S’il est encore trop tôt pour apprécier à sa juste mesure son rôle dans la crise actuelle, il convient de remettre en perspective quelques épisodes qui expliquent pourquoi aujourd’hui, en dépit d’une activité diplomatique intense et d’une auto-promotion flatteuse, la France n’incarne pas un leadership incontestable, particulièrement au niveau européen.

" Dans la plupart des capitales européennes, l’activisme français vis-à-vis de la Russie suscite plus de réserves que d’enthousiasme, quel que soit son bien-fondé objectif "

Notons d’abord que la critique aujourd’hui répandue de la coupable indulgence qui a largement aveuglé les élites politiques françaises vis-à-vis de la nature du régime et des ambitions de Vladimir Poutine ne saurait épargner le Président lui-même. Les grandioses réceptions du président russe à Versailles en 2017 et à Brégançon en 2019 n’ont débouché sur rien de concret.
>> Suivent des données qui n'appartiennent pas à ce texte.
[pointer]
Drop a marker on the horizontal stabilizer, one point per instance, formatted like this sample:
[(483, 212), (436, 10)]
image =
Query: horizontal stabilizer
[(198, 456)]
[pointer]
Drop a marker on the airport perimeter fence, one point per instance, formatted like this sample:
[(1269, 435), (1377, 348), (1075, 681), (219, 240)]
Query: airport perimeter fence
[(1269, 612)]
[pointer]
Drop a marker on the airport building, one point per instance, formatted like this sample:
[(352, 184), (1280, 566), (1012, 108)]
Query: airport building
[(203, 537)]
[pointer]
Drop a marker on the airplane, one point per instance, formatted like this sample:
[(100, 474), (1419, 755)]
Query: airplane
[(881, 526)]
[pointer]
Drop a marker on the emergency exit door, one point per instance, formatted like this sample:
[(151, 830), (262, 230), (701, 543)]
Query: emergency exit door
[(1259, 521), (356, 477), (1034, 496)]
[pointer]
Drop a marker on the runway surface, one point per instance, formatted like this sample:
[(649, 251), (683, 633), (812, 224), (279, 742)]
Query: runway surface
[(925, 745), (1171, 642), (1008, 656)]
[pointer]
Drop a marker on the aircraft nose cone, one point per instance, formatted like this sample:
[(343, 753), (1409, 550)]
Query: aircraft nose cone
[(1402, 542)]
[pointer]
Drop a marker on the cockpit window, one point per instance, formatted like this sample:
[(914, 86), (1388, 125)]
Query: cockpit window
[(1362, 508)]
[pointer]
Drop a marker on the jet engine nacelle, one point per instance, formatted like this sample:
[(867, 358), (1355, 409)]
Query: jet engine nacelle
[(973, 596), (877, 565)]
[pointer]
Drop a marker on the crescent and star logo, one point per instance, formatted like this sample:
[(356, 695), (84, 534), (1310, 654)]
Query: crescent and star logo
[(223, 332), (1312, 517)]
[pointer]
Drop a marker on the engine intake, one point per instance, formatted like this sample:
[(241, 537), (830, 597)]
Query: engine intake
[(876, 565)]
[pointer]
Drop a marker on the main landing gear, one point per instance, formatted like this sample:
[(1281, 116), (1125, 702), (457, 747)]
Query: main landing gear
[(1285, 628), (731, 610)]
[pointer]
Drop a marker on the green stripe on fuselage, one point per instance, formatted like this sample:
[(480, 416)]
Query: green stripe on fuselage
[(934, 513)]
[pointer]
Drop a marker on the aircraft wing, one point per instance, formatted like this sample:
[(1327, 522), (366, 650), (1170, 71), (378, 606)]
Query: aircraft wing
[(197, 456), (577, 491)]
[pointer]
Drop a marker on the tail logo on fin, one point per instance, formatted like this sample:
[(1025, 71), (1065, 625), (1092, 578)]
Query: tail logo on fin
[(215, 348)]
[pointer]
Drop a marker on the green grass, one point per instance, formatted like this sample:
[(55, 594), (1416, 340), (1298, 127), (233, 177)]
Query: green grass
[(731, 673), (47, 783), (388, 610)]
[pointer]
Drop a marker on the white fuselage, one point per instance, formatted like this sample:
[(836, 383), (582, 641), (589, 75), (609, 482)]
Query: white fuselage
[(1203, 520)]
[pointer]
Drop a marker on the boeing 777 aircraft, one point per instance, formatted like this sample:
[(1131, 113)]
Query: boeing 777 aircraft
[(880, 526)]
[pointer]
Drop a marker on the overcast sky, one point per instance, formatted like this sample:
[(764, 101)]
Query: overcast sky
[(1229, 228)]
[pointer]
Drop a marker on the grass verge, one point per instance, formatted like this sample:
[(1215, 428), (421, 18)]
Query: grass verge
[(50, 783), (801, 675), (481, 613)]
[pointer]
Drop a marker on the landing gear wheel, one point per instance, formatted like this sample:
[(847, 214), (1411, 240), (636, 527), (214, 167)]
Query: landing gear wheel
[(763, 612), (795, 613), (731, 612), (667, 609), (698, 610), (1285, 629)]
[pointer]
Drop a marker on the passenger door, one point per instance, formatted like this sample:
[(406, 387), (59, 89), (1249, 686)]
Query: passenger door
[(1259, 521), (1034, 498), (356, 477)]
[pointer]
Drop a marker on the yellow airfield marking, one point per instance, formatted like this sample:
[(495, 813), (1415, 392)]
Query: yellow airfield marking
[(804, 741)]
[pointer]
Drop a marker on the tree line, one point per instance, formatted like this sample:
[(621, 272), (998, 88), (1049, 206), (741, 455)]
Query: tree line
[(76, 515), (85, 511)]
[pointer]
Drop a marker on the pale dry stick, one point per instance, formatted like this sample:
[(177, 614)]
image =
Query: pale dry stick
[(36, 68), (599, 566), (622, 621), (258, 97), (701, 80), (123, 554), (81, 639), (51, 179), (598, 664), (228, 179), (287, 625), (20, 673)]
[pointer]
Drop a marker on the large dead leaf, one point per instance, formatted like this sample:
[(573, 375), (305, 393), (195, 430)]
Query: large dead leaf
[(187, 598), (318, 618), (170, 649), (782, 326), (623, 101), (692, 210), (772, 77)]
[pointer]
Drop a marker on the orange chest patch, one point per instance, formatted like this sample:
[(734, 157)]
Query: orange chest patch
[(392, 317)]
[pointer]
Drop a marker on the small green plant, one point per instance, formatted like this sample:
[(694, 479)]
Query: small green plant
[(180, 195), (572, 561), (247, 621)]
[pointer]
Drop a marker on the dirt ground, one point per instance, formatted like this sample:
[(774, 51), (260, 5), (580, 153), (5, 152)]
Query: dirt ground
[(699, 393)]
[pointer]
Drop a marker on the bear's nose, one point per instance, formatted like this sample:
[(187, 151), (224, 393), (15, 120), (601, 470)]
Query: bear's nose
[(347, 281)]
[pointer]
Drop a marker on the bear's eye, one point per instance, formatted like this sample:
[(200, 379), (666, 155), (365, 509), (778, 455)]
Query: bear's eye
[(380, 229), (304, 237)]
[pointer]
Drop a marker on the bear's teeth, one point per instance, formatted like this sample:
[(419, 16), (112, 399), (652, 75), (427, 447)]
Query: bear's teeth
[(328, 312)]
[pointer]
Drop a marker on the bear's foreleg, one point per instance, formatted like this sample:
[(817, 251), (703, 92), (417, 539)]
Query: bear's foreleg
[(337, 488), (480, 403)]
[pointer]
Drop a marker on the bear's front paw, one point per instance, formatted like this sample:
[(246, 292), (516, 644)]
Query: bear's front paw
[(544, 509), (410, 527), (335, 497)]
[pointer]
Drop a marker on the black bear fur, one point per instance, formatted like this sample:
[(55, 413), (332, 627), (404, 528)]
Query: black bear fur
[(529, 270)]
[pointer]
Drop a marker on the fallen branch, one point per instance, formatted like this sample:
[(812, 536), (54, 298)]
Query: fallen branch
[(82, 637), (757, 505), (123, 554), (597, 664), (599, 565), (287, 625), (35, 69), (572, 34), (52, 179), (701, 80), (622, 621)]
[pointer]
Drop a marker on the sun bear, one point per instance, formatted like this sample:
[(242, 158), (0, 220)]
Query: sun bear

En revanche, elles ont nourri une suspicion tenace parmi la plupart de nos partenaires européens, inquiets de constater que le président français, chantre du multilatéralisme et de l’unité européenne faisait cavalier seul sur un sujet aussi stratégique que les relations avec Moscou. Cela explique qu’aujourd’hui, dans la plupart des capitales européennes, l’activisme français vis-à-vis de la Russie suscite plus de réserves que d’enthousiasme, quel que soit son bien-fondé objectif.

Cette suspicion a été renforcée par des déclarations d’une grande maladresse, comme celle sur la "mort cérébrale de l’Otan". Le pire dans cet épisode étant sans doute que l’analyse conduisant à cette conclusion brutale était fort intéressante (besoin d’une Europe plus autonome, faiblesses intrinsèques d’une alliance atlantique malmenée par Trump et Erdogan), mais qu’elle a été totalement éclipsée par un slogan inutilement choquant, aliénant durablement des partenaires européens qui, que cela nous plaise ou non, ont des raisons historiques d’attendre davantage de l’Alliance atlantique que d’une virtuelle défense européenne "à la française". La tentation d’un bon mot a ruiné l’élan réformateur que prétendait insuffler un raisonnement rigoureux et pertinent.

" Le bilan revendiqué renvoie d’ailleurs bien plus souvent à des discours et des images qu’à des résultats tangibles "

Ce syndrome se retrouve d’ailleurs dans de nombreuses situations internationales lors desquelles M. Macron a abondamment disserté (avec des analyses parfois brillantes mais parfois jargonnantes) plus qu’il n’a réellement pesé sur le cours des événements. Le bilan revendiqué renvoie d’ailleurs bien plus souvent à des discours (Sorbonne sur l’Europe, Ouagadougou sur l’Afrique) et des images (visite sur le port dévasté de Beyrouth) qu’à des résultats tangibles. Certes les mots et les symboles comptent, mais leur accumulation ne peut faire illusion. Les "coups" ne font pas une politique, surtout dans un monde en pleine mutation.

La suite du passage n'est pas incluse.